El otro día, de camino al instituto, vi cómo un chaval tiraba al suelo un tetrabrik de zumo y seguía su camino, y me indigné.
Más tarde, sin embargo, me encontré a mí mismo al borde de decir "esta juventud...", me saltó inmediatamente la alarma anticarca y repensé mi indignación. Vi entonces que no era para tanto, porque, en primer lugar, así como una golondrina no hace verano, un tetrabrik no desacredita a una generación entera.
De la misma manera, el hecho de que un vecino del patio de luces de mi edificio siembre de colillas toda el área que está frente a una de las ventanas de mi casa no significa que todos los vecinos seamos unos guarros redomados.

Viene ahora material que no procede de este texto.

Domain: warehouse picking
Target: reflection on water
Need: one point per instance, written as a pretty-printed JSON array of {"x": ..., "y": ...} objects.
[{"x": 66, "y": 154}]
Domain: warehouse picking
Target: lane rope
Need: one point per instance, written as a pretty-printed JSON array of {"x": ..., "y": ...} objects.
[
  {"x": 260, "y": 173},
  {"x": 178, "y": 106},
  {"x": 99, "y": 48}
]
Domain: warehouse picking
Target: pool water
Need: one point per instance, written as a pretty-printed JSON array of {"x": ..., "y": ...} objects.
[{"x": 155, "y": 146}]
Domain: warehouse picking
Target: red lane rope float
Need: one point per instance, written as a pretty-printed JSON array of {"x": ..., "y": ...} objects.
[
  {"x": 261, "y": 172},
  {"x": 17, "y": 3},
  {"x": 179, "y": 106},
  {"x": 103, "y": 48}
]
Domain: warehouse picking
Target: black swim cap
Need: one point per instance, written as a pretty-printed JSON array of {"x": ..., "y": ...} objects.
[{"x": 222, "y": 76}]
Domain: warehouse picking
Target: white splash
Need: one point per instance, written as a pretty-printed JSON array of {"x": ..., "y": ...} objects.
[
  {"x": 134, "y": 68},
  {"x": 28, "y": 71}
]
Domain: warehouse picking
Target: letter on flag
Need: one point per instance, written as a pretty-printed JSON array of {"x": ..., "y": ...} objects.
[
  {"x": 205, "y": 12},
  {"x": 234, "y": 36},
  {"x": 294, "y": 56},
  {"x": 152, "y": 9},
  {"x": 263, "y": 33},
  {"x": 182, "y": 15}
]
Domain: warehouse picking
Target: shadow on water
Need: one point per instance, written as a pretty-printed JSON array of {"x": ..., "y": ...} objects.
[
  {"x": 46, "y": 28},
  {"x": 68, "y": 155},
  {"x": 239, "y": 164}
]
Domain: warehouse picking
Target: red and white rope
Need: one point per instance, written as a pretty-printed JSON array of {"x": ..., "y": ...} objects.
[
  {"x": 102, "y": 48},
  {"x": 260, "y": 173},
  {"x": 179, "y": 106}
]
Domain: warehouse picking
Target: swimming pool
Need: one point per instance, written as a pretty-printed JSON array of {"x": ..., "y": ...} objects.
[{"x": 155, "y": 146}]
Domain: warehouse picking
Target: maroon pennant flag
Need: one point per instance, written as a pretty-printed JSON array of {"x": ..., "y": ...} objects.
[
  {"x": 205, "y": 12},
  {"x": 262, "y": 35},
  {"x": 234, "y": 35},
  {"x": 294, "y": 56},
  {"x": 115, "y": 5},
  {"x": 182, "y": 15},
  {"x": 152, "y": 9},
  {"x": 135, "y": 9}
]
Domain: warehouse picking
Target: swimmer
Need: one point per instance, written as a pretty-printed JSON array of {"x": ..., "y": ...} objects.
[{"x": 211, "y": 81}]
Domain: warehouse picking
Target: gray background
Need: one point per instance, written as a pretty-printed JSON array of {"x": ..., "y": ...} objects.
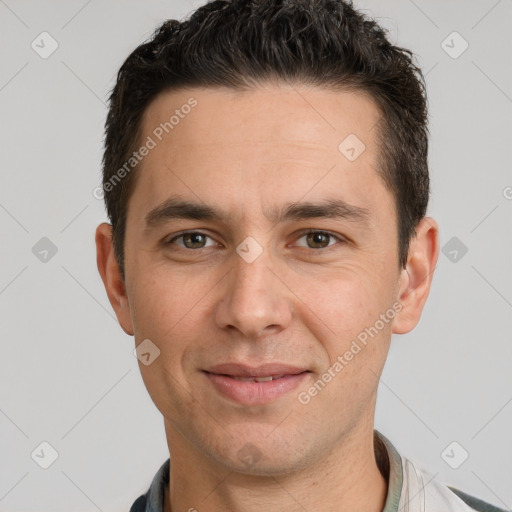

Me atrevo a decir, incluso, que el número de gochos se está reduciendo, y está aumentando el de la gente respetuosa con el medio. Sea como fuere, me parece que caminamos hacia una especie de polaridad. Creo -y es sólo una conjetura- que cada vez va a haber menos gente situada en el término medio. Que cada vez va a haber más gente concienciada con el respeto al entorno y que también sobrevivirán aquéllos a los que les importa todo un carajo, que incluso agrederán el paisaje. Pero en el medio, indiferentes del todo, ni agresores ni respetuosos, creo que no va a quedar demasiada gente.
Después está otra cuestión importante. En este episodio -que, en realidad, fue poca cosa, es sólo por dar un ejemplo ilustrativo- yo no hice nada. En vez de recoger el cartón y soltarle al chaval un "se te ha caído" con amable ironía o cagarme en sus muelas o decirle lo que sea, seguí mi camino sin más. Esa pasividad no me gustó. Y creo que, por desgracia, es la actitud más común.
Por eso me molestan quienes desprecian a los que levantan la voz contra injusticias, ya hablen de medio ambiente, de derechos humanos o de cualquier otro tema. Podemos estar o no de acuerdo con ellos, pero al menos esta gente no mira para otro lado. Los demás somos indignados de barra, rebeldes de sofá.